Both Ross and Allan agree that their father-and-son relationship in the hay and silage business works well for them. These days, Ross tends to do the conditioning and raking, while Allan does the mowing and majority of baling side of the operation for round and conventional bales.

The new Kuhn 310 mower

A new addition to the inventory is a Kuhn 3.1-metre mower, which has been getting more than its fair share of use since its purchase at the beginning of this year.

It’s quite apparent by looking at the Kerr-Taylor inventory list, that they’re fairly keen on Kuhn machinery. Both Ross and Allan have had an exceptionally good run out of the brand over the years.

Aside from hay and silage, Allan says there’s plenty of work out west with an increasing equestrian presence and an increasing amount of 10 acre lifestyle blocks. This leads to plenty of requests for pasture work and mulching for horse paddocks.

When not baling, there’s ample work around the area doing weed spraying, applying liquid fertiliser and carrying out general ground cultivation. Ross and Allan operate a four-rotor conditioner and a gyro rake, so can do some pretty decent windrows.
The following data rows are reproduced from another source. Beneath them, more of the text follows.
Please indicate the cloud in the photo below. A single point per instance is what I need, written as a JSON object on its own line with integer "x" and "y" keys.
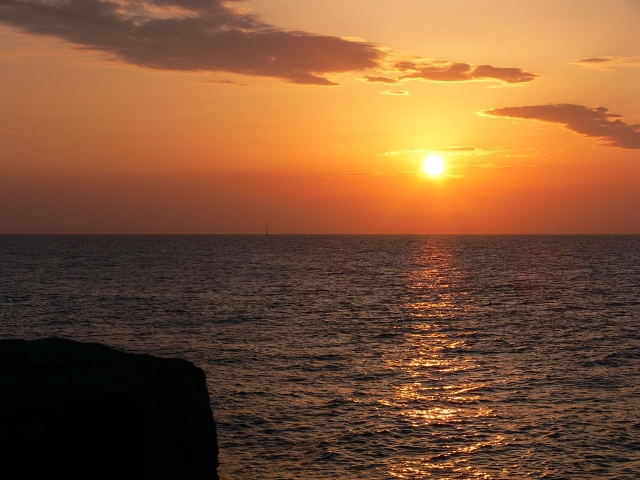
{"x": 462, "y": 72}
{"x": 389, "y": 81}
{"x": 402, "y": 93}
{"x": 457, "y": 150}
{"x": 591, "y": 122}
{"x": 225, "y": 82}
{"x": 493, "y": 165}
{"x": 218, "y": 36}
{"x": 607, "y": 63}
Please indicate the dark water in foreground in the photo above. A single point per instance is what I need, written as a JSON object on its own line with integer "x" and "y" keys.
{"x": 368, "y": 357}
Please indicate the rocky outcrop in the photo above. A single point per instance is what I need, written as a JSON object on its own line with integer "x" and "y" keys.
{"x": 83, "y": 410}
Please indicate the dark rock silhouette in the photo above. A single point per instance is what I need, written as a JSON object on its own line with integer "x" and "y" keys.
{"x": 84, "y": 410}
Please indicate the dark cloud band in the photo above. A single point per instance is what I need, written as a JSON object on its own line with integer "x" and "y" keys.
{"x": 212, "y": 35}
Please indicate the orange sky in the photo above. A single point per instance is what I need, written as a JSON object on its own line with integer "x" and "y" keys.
{"x": 203, "y": 116}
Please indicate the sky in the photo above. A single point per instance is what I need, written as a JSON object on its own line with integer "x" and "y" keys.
{"x": 211, "y": 116}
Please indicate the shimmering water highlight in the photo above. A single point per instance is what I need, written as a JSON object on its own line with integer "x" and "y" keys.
{"x": 368, "y": 357}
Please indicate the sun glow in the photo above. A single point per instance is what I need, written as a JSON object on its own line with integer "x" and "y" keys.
{"x": 433, "y": 165}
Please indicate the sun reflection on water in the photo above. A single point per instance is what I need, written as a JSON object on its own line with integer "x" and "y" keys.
{"x": 442, "y": 395}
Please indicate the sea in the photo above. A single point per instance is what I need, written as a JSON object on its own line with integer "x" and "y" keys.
{"x": 367, "y": 356}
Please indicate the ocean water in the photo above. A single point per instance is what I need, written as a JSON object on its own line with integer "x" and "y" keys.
{"x": 368, "y": 357}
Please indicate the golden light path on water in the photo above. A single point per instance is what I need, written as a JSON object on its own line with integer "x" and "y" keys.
{"x": 442, "y": 399}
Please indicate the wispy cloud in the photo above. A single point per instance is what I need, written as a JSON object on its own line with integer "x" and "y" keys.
{"x": 465, "y": 150}
{"x": 443, "y": 71}
{"x": 218, "y": 36}
{"x": 494, "y": 165}
{"x": 596, "y": 122}
{"x": 402, "y": 93}
{"x": 607, "y": 63}
{"x": 225, "y": 82}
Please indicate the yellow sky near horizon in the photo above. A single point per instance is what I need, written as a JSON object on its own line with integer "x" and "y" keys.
{"x": 191, "y": 116}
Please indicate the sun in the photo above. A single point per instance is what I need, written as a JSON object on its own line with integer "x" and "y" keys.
{"x": 433, "y": 165}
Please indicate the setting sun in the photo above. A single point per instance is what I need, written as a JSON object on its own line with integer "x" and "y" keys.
{"x": 433, "y": 166}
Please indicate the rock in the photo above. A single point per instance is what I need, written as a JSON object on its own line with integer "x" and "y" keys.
{"x": 75, "y": 410}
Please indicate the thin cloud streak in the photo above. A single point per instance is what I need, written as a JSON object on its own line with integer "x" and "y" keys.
{"x": 607, "y": 63}
{"x": 463, "y": 150}
{"x": 441, "y": 71}
{"x": 596, "y": 122}
{"x": 216, "y": 36}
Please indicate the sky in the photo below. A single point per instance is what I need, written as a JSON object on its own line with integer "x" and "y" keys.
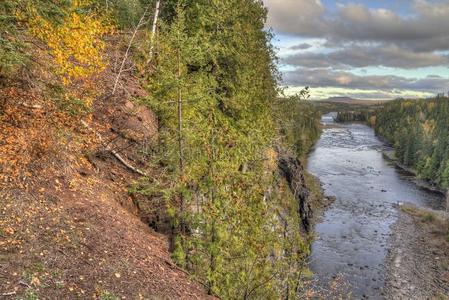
{"x": 382, "y": 49}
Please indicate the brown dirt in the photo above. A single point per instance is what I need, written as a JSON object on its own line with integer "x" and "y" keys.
{"x": 418, "y": 262}
{"x": 68, "y": 227}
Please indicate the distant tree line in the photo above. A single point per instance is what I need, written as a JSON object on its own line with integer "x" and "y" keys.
{"x": 419, "y": 132}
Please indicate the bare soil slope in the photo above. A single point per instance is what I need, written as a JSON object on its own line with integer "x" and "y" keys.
{"x": 68, "y": 228}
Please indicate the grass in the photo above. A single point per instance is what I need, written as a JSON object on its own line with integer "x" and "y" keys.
{"x": 428, "y": 218}
{"x": 105, "y": 295}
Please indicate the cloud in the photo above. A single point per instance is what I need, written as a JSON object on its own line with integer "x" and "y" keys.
{"x": 388, "y": 83}
{"x": 302, "y": 46}
{"x": 426, "y": 30}
{"x": 365, "y": 56}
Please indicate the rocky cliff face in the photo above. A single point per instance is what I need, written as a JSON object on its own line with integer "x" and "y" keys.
{"x": 293, "y": 171}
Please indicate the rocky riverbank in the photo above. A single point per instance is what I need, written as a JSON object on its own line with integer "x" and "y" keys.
{"x": 418, "y": 260}
{"x": 390, "y": 155}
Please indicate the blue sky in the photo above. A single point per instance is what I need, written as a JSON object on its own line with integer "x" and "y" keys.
{"x": 362, "y": 49}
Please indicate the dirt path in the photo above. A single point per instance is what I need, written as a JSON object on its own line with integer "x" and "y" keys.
{"x": 418, "y": 262}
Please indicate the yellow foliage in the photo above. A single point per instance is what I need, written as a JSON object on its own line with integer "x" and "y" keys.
{"x": 75, "y": 45}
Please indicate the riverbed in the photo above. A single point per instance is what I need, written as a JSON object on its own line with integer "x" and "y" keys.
{"x": 353, "y": 236}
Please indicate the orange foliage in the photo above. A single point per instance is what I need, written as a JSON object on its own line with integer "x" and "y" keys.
{"x": 75, "y": 44}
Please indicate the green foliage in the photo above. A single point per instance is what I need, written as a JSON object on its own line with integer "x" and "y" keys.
{"x": 419, "y": 132}
{"x": 105, "y": 295}
{"x": 12, "y": 54}
{"x": 354, "y": 116}
{"x": 298, "y": 123}
{"x": 214, "y": 90}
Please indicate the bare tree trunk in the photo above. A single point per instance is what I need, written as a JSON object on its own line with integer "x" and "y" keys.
{"x": 153, "y": 32}
{"x": 180, "y": 138}
{"x": 140, "y": 24}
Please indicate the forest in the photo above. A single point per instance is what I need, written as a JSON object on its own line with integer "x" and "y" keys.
{"x": 419, "y": 132}
{"x": 208, "y": 71}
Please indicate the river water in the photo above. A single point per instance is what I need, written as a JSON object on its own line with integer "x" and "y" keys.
{"x": 353, "y": 235}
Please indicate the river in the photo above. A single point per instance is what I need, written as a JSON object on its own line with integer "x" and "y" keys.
{"x": 353, "y": 235}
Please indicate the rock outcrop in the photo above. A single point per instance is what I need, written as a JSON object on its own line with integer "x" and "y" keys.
{"x": 293, "y": 171}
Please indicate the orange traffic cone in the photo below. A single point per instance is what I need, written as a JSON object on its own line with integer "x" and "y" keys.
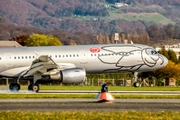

They’ve also recently purchased a portable weighing machine to ensure customers are getting the correct weight of hay with their purchase. With changing weather patterns, the challenge is the small windows of opportunity to get the job done often in a short time.

As soon as the weather is right, jobs need to be done as quickly as possible so it’s a case of kissing goodbye to any sort of social life.

Changing weather patterns or not, the grass still continues to grow and you can bet your boots the Kerr-Taylor fleet is going to grow along with it.